Bisnis.com, JAKARTA – Kendati meyakini adanya prospek yang bagus dalam perekonomian global tahun ini, para Chief Executive Officer global tetap belum terlalu percaya diri dengan prospek pertumbuhan pendapatan perusahaannya sendiri.
Laporan Hasil Survei Chief Executive Officer (CEO) terbaru dari PricewaterhouseCoopers (PwC) menunjukkan, para bos menyatakan ‘sangat percaya diri’ dengan pertumbuhan pendapatan usahanya dalam 12 bulan ke depan hanya sebanyak 42%.
Untuk prospek selama 3 tahun ke depan, hanya 45% CEO yang bahkan mengaku sangat percaya diri. Laporan bertajuk The Anxious Optimist in the Corner Office ini berisi hasil survei terhadap 1.293 CEO dari 85 negara dengan kriteria tertentu.
Padahal, seperti diberitakan sebelumnya, sebanyak 57% CEO optimistis akan ada perbaikan ekonomi dunia. Persentase itu mencatatkan rekor lompatan tertinggi selama ini karena posisi tahun sebelumnya hanya mencapai 29%. Selain itu, untuk pertama kalinya sejak 2012, keyakinan ini mengambil porsi terbesar.
Apa yang sebenarnya dikhawatirkan para CEO tersebut? Secara global, tumpang tindihnya regulasi memang menjadi kekhawatiran utama. Namun, berdasarkan peringkat tertinggi, posisi selanjutnya justru ditempati oleh aspek terorisme, ketidakpastian geopolitik, serangan siber, ketersediaan keahlian, dan kecepatan perubahan teknologi.

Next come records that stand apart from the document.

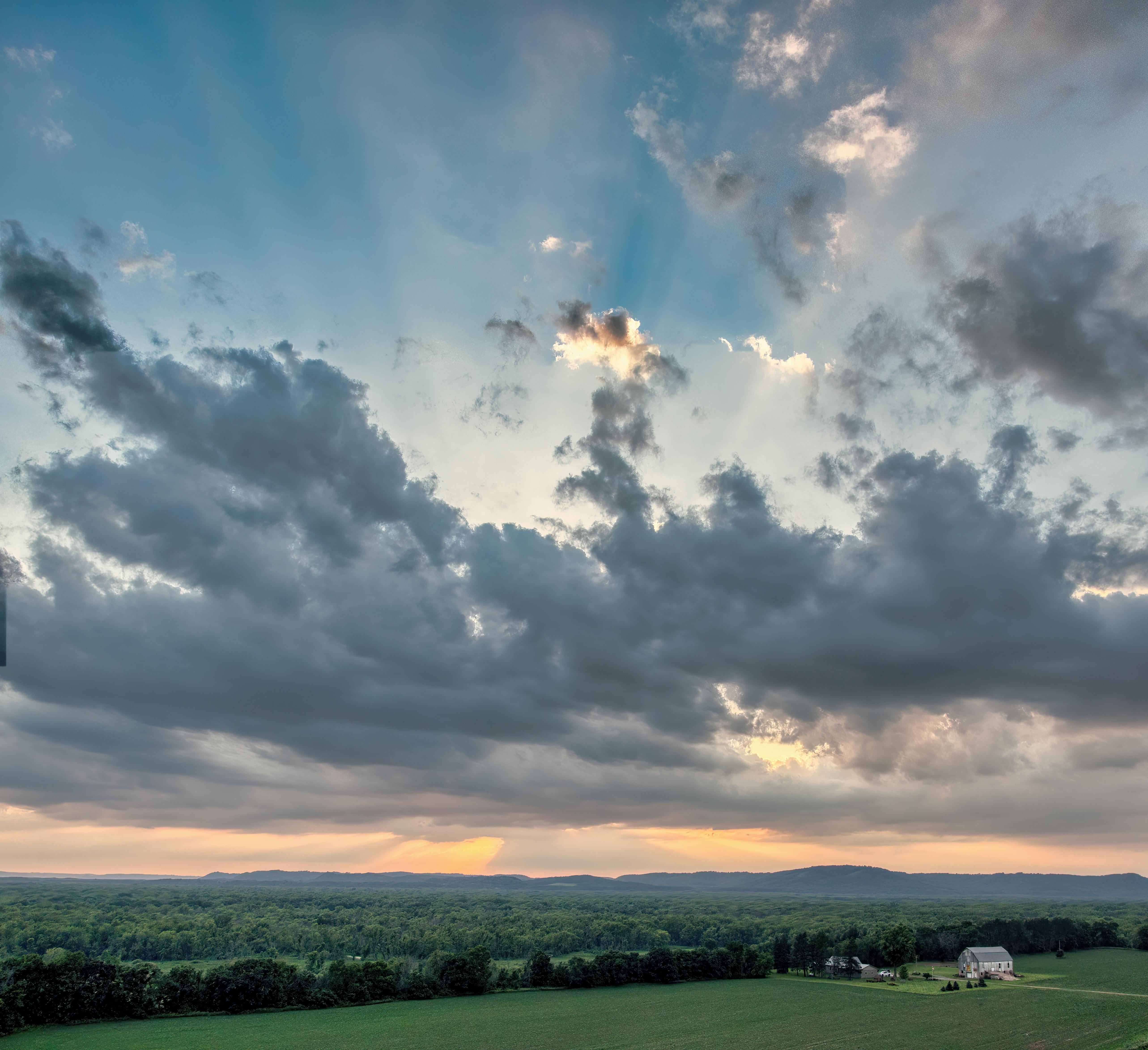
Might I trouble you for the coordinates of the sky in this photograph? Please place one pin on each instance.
(574, 438)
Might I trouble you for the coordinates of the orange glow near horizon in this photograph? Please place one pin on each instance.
(32, 843)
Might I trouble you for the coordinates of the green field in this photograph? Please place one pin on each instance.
(1063, 1003)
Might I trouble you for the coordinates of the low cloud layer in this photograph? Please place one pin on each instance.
(247, 585)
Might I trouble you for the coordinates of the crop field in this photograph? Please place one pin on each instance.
(1089, 999)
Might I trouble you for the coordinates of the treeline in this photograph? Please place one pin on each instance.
(184, 923)
(73, 987)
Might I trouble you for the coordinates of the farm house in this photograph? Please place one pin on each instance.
(985, 962)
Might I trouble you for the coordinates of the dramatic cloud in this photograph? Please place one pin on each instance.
(611, 339)
(976, 54)
(516, 339)
(710, 184)
(1060, 302)
(249, 582)
(49, 129)
(860, 136)
(143, 264)
(796, 364)
(782, 62)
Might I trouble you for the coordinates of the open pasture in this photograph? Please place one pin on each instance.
(1054, 1010)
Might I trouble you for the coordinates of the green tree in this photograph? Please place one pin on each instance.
(781, 954)
(539, 971)
(801, 955)
(897, 944)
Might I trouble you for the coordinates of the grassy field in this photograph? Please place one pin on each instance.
(1062, 1003)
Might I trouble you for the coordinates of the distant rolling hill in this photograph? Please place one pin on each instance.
(844, 881)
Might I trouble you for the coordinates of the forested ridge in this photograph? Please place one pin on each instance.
(174, 923)
(66, 987)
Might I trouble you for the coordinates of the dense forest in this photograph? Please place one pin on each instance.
(140, 922)
(72, 987)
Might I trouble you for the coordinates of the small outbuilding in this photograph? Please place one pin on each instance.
(841, 965)
(985, 962)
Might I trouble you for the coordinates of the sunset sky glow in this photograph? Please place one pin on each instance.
(574, 438)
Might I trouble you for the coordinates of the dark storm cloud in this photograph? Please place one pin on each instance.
(1012, 454)
(254, 559)
(977, 55)
(516, 339)
(1060, 302)
(58, 308)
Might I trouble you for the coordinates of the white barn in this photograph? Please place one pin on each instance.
(984, 962)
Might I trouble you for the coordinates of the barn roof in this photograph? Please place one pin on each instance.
(991, 955)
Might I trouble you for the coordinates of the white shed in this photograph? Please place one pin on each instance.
(984, 962)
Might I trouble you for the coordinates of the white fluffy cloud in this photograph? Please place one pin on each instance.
(860, 136)
(786, 368)
(781, 62)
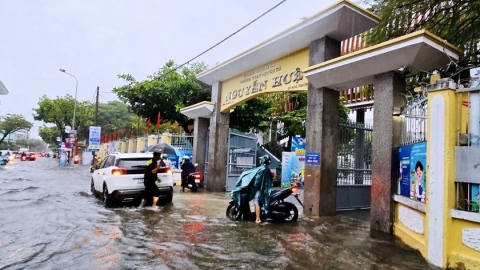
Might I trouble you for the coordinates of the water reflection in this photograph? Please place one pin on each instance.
(52, 222)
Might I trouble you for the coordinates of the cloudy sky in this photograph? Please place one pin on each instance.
(96, 40)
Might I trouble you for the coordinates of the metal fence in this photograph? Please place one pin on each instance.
(182, 141)
(414, 118)
(354, 154)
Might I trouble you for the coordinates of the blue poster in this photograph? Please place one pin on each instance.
(418, 168)
(94, 138)
(297, 160)
(286, 181)
(403, 185)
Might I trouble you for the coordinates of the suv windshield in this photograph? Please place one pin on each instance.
(128, 163)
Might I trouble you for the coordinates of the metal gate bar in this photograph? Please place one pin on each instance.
(354, 177)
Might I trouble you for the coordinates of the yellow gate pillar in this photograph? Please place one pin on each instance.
(441, 141)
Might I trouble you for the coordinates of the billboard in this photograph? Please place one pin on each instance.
(412, 179)
(94, 138)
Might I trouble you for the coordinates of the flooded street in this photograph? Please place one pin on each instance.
(49, 220)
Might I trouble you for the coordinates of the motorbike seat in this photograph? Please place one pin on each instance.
(277, 194)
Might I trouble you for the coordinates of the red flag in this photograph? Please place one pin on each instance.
(148, 125)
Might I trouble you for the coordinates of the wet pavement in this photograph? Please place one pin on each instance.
(49, 220)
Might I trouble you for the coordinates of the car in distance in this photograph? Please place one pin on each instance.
(119, 178)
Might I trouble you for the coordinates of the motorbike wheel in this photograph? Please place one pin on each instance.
(233, 213)
(291, 212)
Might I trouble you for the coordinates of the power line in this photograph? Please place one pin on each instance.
(218, 43)
(225, 39)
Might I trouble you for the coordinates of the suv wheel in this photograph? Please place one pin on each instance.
(107, 199)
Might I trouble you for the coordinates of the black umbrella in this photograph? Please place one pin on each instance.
(163, 148)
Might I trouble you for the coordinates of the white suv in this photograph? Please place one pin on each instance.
(119, 178)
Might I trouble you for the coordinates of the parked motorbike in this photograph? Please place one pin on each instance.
(194, 180)
(279, 210)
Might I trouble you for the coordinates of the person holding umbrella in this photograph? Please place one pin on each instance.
(149, 180)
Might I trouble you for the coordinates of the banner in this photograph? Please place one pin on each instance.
(94, 138)
(403, 185)
(418, 166)
(286, 169)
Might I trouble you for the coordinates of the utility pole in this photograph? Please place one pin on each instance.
(96, 106)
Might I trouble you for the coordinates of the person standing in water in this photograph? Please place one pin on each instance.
(149, 180)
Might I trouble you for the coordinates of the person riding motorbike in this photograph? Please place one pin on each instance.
(187, 168)
(166, 161)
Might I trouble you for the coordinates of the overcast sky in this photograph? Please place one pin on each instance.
(96, 40)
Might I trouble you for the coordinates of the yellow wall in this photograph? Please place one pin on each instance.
(459, 254)
(413, 239)
(278, 76)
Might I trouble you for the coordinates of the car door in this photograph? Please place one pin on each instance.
(98, 175)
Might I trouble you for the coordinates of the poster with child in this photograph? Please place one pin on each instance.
(418, 167)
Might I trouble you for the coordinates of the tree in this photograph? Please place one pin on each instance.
(251, 114)
(49, 135)
(290, 109)
(13, 123)
(167, 91)
(455, 21)
(59, 111)
(114, 116)
(34, 145)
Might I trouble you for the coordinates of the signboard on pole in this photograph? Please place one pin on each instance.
(94, 139)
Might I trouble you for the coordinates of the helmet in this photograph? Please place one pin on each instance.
(266, 160)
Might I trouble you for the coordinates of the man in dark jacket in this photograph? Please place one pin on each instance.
(150, 181)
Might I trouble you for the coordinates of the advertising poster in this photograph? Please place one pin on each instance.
(404, 171)
(94, 138)
(475, 197)
(286, 169)
(418, 168)
(297, 160)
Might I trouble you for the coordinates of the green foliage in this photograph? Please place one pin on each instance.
(291, 110)
(166, 91)
(34, 145)
(13, 123)
(455, 21)
(114, 116)
(49, 135)
(59, 111)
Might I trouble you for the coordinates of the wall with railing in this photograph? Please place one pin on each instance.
(437, 197)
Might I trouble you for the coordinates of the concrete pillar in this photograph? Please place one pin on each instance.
(322, 136)
(385, 139)
(218, 143)
(200, 142)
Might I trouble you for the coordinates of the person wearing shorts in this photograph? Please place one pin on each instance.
(257, 207)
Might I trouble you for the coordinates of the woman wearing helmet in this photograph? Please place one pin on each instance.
(165, 160)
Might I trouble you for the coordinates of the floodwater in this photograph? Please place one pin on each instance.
(49, 220)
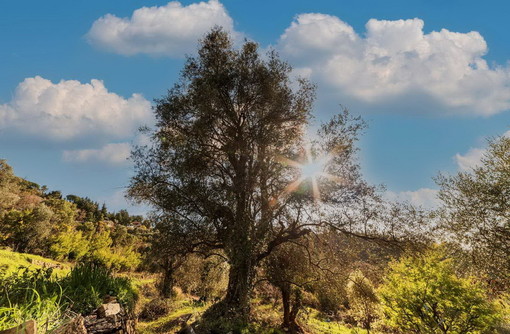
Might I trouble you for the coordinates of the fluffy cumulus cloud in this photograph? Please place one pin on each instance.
(469, 160)
(395, 64)
(170, 30)
(113, 154)
(473, 157)
(424, 197)
(70, 109)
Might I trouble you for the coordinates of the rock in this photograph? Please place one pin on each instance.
(75, 326)
(109, 319)
(187, 330)
(106, 310)
(29, 327)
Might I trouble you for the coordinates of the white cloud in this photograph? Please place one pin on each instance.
(396, 64)
(423, 197)
(113, 154)
(470, 160)
(473, 157)
(72, 110)
(170, 30)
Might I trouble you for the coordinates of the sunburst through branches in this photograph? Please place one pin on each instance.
(310, 169)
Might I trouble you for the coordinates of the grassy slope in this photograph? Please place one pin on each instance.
(10, 261)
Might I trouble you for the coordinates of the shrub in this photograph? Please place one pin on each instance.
(424, 295)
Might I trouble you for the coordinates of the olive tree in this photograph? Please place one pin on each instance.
(225, 165)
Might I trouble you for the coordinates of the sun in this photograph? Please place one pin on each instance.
(310, 170)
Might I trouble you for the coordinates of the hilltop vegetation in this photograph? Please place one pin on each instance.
(37, 221)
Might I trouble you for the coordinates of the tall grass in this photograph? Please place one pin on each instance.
(88, 284)
(42, 296)
(31, 294)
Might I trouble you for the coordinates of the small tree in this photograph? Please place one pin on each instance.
(363, 300)
(289, 269)
(423, 294)
(475, 212)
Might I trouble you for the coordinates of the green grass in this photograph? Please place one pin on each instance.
(10, 262)
(318, 325)
(170, 323)
(29, 291)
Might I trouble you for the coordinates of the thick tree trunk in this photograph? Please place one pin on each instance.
(290, 310)
(285, 290)
(240, 286)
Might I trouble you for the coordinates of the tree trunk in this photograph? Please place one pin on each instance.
(285, 290)
(240, 285)
(290, 324)
(168, 279)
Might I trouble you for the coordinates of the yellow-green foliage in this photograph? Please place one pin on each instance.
(363, 301)
(10, 262)
(423, 294)
(170, 323)
(319, 325)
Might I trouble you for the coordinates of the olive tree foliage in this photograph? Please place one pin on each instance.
(291, 269)
(216, 170)
(476, 212)
(423, 294)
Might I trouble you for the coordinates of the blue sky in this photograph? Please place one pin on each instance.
(432, 78)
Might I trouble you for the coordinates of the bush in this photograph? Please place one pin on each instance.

Padahal, pada tahun lalu, lima ancaman setelah tumpang tindih regulasi, secara berurutan ditempati oleh ketidakpastian ekonomi, volatilitas nilai tukar, ketersediaan keahlian, ketidakpastian geopolitik, dan kecepatan perubahan teknologi.
ASIA PASIFIK
Artinya, ada pergeseran persepsi CEO terkait ancaman ke depan. Bagaimana dengan Indonesia? Tidak disebutkan secara detail per negara dalam laporan tersebut, tapi untuk melihat Indonesia, bisa merujuk pada regional Asia Pasifik.
Secara umum umum gambaran global ini tidak jauh berbeda dengan regional Asia Pasifik yang mencakup Indonesia di dalamnya. Ketersediaan keahlian kunci menjadi kekhawatiran terbesar dengan total CEO sebanyak 52%.
Selanjutnya, diikuti oleh variabel kecepatan perubahan teknologi (51%), terorisme (48%), serangan siber (44%), tumpang tindihnya regulasi (42%), dan ketidakpastian geopolitik (41%).
Statistik tersebut cocok dengan ungkapan para CEO di semua sektor ekonomi yang diwawancarai Bisnis selama ini, setidaknya sepanjang 2017 hingga awal tahun ini dalam rubrik ‘Lunch with CEO’, ‘BUMN Insight’, maupun ‘Policy Talk’.
Perkembangan teknologi yang memunculkan inovasi disruptif mewarnai strategi CEO dalam membawa perusahaan. Bukan hanya terkait instrument teknologinya yang mendukung efisiensi, tapi juga masalah keahlian sumber daya manusianya.